3. Medical Error; a Challenge in Iran

As mentioned above, ME is a challenge in every country especially in Eastern Mediterranean region such as Iran (about 4.4 million MEs occurred in countries in the Eastern Mediterranean region) (9). The high rate of ME in some hospitals in Iran confirms the mentioned challenge (2) and it is known as a challenge in all hospitals in Iran, especially in public hospitals (4, 6). Although there is an ME registration system in most hospitals, with both voluntary and mandatory approach, its prevalence is not clear. Nevertheless, a study indicated that the prevalence of medication errors at different stages were as follows: prescribing (47.8%), transcribing (51.8%), dispensing (33.6%) and administration (70%) (10). On the other hands, some of hospital managers declared that among 100 to 150 patients, one person dies from ME in hospitals, and the statistic of ME in 2012 was higher than that of 2011 (12%) (11). Moreover, 24% of complaints against physicians are about death related to MEs (12).

In general, in Iranian hospitals the highest frequency of MEs is related to systemic, administration and drug errors (2, 13). In addition, individual factors such as miscalculations of doses and inadequate knowledge of medications were the most frequent contributing factors in MEs among nurses (14).

Some studies in Iran showed that more of 50% of MEs occurred in larger hospitals (2, 15). In addition, internal wards and morning shift, and also crowded ward are other influential factors in the incidence of MEs (2). Notably, nurses and physicians commit the most of errors in hospitals in Iran, respectively (67.3% and 20.2%) (4). According to the mentioned sentences, it is needed to be more sensitive about ME in healthcare organizations and prevention strategies must be used for decrease this challenge.

4. Prevention Strategies

The goal of error reduction and increased productivity and accuracy can be achieved through a system-focused approach that focuses on the process and has a systematic attitude.
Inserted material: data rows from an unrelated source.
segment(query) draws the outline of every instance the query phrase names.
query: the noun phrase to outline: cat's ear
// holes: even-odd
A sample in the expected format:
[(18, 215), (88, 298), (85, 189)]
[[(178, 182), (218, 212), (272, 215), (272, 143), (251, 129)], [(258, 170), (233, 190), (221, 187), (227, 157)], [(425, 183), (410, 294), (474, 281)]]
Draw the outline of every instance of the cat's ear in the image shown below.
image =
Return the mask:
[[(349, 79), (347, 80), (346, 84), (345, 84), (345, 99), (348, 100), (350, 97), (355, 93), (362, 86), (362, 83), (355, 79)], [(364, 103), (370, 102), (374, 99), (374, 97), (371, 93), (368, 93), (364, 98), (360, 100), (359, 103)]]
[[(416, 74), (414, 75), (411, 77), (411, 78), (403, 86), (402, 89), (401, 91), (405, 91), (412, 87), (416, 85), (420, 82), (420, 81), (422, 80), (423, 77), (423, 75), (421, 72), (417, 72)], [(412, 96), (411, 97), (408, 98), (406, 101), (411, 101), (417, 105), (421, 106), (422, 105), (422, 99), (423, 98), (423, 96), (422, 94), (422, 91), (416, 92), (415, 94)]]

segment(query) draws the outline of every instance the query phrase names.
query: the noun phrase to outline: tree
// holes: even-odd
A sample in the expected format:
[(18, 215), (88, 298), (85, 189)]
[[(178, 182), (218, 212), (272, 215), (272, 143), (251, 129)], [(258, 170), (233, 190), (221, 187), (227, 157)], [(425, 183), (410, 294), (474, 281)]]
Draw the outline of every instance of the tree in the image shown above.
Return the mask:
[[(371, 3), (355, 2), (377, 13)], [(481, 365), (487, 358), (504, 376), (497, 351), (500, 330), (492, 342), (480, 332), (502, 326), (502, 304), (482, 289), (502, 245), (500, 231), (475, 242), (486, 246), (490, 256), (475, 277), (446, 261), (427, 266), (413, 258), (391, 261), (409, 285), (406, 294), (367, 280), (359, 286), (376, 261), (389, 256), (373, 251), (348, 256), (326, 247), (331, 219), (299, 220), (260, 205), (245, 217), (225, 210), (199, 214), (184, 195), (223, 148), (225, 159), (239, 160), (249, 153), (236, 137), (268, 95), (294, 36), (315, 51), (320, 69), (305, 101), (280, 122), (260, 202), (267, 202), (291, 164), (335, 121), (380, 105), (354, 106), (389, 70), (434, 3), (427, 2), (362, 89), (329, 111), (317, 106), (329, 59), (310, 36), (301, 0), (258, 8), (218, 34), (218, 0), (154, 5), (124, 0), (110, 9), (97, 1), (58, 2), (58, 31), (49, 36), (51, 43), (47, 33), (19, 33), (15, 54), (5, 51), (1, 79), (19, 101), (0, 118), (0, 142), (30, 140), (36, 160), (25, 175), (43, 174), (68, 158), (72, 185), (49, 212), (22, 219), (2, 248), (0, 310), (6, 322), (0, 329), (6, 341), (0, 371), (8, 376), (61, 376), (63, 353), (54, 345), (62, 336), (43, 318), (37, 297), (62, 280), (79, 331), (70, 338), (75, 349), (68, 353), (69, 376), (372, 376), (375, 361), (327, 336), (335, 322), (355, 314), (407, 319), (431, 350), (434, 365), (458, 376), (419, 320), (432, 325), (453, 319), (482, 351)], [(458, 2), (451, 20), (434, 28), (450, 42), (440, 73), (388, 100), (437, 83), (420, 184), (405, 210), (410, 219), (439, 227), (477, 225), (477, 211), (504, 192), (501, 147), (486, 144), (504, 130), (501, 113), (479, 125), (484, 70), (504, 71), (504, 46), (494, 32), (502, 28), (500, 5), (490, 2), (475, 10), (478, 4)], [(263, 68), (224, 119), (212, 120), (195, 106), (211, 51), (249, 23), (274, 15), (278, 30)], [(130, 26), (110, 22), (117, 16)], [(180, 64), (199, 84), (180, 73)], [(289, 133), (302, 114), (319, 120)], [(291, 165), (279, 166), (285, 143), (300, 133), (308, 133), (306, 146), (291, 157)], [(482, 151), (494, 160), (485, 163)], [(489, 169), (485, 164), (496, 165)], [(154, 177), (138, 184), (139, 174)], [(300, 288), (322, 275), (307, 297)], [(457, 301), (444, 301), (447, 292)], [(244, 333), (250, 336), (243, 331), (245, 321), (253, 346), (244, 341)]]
Top managers and staff should pay more attention to MEs reducing policies and strategies in health systems, particularly in hospitals. There are various strategies and methods to reduce MEs, which are as follows wristband bar-code medication scanning (1), computerized physician order entry (CPOE) (6), reporting medical error and near miss and use of root cause analysis method (2, 4); reporting of errors is crucial to the process of error management and is fundamental to the broad goal of error reduction. In addition, good policies and techniques, appropriate communications among medical staff, use of appropriate technologies (2), improvement of patient safety culture that rewards and learns from error reporting, and establishment of a feedback system to determine the factors contributing to error, are other strategies to prevent of errors in the health system. On the other hands, access to pharmacological text book, defining protocols, medication labeling and packages, patients’ education about their treatment, physician education about appropriate guidelines for prescribing, providing information about new drugs, and compensation of staff shortage are prevention strategies in Iranian hospitals (14, 16). Using these simple strategies, managers and staff can prevent a high percentage of deaths and costs in hospitals (2). In general, authors recommended a reduction in staff’s workload, compliance between the number of employees and workload, attention to crowded wards and morning shifts and improvement of error registration system to prevent MEs, especially in public hospitals.